How Should Access Controls and Consent Frameworks Work in an Agentic World?
Enterprises have identity and privacy controls that work for humans. Agents must inherit those controls without exception. That means least‑privilege scopes tied to specific actions, time‑bound tokens, and consent policies that differentiate recommendation from execution. Requests that change state should require explicit approval paths and auditable logs. Teams also need defenses against prompt‑level social engineering that attempts to bypass policies. The question is how to formalize these controls so they apply consistently, whether the requester is a user, an API client, or an autonomous agent.
Are Today’s Privacy Regulations Enough, or Do We Need New Technical Frameworks?
Regimes such as GDPR and CCPA define data use, yet they do not anticipate negotiating, acting agents. Developers face gray areas: is inference on customer data equivalent to processing, how is training data ring‑fenced from production usage, and where does transparency live so compliance can be proven? Practical answers include strict separation between training and inference pathways, data minimization in prompts and tools, immutable audit logs, and user‑visible disclosures at the interface and API layers.
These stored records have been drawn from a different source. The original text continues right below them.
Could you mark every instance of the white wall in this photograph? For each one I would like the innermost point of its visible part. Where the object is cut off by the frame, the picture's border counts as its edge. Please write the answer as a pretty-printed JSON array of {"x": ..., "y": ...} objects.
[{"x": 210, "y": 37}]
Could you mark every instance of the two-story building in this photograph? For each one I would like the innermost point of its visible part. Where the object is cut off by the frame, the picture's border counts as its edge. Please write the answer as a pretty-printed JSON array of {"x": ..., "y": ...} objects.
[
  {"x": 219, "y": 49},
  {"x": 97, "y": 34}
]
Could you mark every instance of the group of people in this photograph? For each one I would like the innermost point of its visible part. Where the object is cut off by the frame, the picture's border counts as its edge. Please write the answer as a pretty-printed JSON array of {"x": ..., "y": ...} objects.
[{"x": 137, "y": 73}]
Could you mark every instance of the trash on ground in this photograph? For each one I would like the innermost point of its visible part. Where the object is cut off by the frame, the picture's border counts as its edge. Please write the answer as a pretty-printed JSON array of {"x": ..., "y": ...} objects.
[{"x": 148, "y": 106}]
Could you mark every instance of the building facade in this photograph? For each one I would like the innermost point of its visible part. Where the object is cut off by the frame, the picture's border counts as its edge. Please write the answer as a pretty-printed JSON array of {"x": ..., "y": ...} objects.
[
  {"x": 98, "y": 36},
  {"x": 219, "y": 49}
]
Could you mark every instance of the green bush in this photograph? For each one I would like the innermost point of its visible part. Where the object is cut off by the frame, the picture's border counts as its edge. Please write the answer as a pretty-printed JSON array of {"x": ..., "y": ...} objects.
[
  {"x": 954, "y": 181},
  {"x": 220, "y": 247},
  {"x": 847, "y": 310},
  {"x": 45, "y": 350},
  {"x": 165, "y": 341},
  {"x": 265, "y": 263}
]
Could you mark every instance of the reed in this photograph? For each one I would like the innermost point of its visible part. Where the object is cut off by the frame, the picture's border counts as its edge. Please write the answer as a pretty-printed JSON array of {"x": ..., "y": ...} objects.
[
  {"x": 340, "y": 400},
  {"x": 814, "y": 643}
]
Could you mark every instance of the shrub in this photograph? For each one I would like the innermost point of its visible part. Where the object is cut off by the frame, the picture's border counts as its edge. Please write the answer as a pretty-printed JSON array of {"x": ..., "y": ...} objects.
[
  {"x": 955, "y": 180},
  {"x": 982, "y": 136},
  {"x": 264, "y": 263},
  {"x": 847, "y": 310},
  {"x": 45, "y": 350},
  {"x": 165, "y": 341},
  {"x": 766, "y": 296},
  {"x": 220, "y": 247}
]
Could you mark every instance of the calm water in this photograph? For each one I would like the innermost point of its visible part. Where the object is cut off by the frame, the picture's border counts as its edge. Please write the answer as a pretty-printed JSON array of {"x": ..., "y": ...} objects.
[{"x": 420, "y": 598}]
The unresolved piece is how to standardize these practices so they withstand regulatory scrutiny across jurisdictions.
How Do We Establish Agent Identity and Authorization, Especially in Agent‑to‑Agent Systems?
As agents initiate tasks with other agents, identity becomes foundational. Systems need a way to prove which principal an agent represents, what scope it has, and whether a downstream agent should honor the request. Useful building blocks include signed requests with verifiable provenance, audience‑bound tokens, attestation of the execution environment, and transaction limits that prevent “runaway” behaviors. Teams also need traceability across the entire chain: who asked for what, when, with which inputs, and under which policy. The question is which protocol surfaces become the standard for provenance and authorization in A2A networks.
Do We Build Generalist Assistants or Specialized Agents?
The vision of an all‑purpose assistant is attractive. Today, the most reliable progress comes from narrow agents with clear interfaces and measurable outcomes. They can be evaluated in isolation, hardened with domain‑specific guardrails, and versioned independently. Composition then becomes an orchestration problem: idempotent actions, retries, circuit breakers, and failure containment so one agent’s error does not ripple through the workflow. The open question is where the boundary lies between useful specialization and maintainable composition.
Where Does this Leave Us?
None of these questions has a definitive answer today. Progress depends on the experimentation mindset: launch, learn, evaluate, and adapt. The teams that advance fastest will not claim certainty. They will build evaluation pipelines that keep up with drift, enforce policy as code for humans and agents alike, and deliver the observability needed to trust systems that are powerful precisely because they evolve.